豪2野党、保守連合を解消=選挙惨敗後の政策見直し決裂 2025年05月20日 16時58分

 【シドニー時事】オーストラリアの中道右派野党の自由党と国民党は20日、約80年の歴史を持つ政党連合の「保守連合」を解消した。今月の下院総選挙で同連合が惨敗したことを受け、自由党が政策の抜本的見直しを主張したのに対し、国民党が原発導入案などの維持を求め、協議が決裂した。与党・労働党が勢力を拡大した一方、分裂した両野党は再建へ厳しさが増しそうだ。
 自由、国民両党幹部は選挙後、政策見直しに向けた協議を続け、20日も話し合ったが、不調に終わった。
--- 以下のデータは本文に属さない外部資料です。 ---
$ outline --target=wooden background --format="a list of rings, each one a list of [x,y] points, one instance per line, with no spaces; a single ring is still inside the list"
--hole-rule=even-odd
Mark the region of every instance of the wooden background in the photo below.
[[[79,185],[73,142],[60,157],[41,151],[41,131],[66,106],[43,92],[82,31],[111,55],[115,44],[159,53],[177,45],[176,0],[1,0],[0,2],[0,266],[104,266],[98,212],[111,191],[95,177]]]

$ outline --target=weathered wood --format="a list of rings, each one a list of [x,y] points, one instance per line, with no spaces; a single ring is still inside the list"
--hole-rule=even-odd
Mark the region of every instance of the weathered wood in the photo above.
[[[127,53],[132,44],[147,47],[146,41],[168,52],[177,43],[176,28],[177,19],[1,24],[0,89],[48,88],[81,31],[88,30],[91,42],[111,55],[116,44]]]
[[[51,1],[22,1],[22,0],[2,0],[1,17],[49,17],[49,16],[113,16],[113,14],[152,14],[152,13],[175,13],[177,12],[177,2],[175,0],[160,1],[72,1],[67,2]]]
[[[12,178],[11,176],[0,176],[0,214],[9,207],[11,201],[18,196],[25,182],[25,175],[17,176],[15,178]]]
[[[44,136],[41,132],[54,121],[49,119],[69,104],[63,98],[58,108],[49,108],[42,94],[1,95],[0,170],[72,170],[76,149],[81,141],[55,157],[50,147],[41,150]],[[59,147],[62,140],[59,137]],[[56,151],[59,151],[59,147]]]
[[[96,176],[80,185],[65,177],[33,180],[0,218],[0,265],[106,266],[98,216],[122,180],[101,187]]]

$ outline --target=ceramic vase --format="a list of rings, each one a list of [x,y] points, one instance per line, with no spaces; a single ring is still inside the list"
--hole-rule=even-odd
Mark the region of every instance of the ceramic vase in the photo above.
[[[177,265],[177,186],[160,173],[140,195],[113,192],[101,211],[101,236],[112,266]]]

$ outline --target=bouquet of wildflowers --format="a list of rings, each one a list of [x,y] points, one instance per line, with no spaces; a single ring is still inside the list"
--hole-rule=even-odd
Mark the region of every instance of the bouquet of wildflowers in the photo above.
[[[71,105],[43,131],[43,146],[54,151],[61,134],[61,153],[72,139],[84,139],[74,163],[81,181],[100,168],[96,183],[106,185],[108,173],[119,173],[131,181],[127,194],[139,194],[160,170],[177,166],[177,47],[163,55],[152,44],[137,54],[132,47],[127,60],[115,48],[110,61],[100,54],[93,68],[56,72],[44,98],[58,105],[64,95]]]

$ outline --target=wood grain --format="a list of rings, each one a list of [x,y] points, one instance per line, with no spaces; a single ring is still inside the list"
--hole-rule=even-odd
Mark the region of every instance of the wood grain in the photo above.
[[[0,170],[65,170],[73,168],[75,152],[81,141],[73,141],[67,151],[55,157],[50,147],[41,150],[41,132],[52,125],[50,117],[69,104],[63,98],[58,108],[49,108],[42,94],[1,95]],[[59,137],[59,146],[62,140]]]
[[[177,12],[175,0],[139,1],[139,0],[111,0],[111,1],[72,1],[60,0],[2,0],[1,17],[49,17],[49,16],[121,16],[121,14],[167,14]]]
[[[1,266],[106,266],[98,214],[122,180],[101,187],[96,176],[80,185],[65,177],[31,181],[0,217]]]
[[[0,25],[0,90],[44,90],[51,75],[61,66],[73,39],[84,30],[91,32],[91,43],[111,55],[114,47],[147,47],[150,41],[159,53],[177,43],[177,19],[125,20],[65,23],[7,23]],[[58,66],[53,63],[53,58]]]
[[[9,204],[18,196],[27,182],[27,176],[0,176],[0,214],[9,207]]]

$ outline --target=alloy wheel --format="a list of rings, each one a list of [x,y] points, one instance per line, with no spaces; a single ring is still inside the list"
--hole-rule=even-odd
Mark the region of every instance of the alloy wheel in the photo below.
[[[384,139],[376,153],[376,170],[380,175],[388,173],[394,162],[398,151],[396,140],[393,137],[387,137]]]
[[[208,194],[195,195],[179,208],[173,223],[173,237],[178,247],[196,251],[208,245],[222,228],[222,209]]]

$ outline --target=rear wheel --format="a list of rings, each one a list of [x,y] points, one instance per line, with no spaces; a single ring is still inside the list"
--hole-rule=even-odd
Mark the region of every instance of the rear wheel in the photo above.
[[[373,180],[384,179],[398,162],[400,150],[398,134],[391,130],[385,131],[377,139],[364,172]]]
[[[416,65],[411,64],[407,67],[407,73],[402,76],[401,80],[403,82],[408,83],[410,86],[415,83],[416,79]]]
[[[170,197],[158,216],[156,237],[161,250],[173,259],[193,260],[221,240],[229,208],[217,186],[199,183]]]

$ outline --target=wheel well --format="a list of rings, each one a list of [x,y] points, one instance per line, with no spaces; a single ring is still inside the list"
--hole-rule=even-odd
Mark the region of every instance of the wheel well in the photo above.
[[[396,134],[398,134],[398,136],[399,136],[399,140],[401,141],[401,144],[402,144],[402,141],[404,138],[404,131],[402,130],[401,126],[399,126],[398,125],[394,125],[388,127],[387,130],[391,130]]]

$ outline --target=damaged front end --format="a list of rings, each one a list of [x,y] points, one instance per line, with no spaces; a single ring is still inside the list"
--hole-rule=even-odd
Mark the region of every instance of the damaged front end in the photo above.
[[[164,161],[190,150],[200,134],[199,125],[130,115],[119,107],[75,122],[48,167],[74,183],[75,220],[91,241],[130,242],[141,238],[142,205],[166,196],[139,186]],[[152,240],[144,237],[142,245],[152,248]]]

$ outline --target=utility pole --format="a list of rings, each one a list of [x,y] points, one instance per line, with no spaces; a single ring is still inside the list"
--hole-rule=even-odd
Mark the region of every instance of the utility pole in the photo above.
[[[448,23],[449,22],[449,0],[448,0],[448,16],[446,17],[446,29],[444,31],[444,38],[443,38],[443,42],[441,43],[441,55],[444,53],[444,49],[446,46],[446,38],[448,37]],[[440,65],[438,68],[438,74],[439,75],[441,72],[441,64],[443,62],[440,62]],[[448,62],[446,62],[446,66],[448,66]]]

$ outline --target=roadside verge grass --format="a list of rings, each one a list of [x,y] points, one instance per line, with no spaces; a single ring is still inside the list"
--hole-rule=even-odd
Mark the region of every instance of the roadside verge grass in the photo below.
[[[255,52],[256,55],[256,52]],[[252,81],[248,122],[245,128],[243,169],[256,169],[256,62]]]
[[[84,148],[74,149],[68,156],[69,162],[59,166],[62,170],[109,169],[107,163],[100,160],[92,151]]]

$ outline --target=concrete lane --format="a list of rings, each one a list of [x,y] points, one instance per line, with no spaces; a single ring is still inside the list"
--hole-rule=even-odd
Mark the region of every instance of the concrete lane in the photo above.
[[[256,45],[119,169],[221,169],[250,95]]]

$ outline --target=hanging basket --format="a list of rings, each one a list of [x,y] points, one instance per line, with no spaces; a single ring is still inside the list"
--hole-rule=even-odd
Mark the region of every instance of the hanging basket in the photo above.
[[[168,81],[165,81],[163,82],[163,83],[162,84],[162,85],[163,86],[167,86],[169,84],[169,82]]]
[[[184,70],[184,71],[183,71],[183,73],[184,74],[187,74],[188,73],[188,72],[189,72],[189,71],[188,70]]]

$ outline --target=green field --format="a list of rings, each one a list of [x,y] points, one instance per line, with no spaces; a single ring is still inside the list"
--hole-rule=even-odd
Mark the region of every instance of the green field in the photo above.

自由党のリー党首は記者会見で「われわれは時間をかけて問題点を正し、党を近代化していく」と述べ、全ての政策を見直し対象とする方針を示した。
 これに対し、国民党のリトルプラウド党首は別途会見し、「われわれは原理原則に従って行動する」と強調。原発導入のほか、市場を寡占する大企業の強制的分割、地方のインフラ整備基金創設といった政策を堅持するため、自由党との提携解消という「苦渋の決断」に至ったと説明した。
 豪メディアによると、20日時点の下院勢力は自由党が28議席、国民党が15議席で、労働党の93議席と圧倒的な差がある。1940年代から続く保守連合は、70、80年代に短期間分かれた以外は結束を保ち、連立政権も担った。リー、リトルプラウド両氏とも将来の再統合については「門戸を開いている」と余地を残した。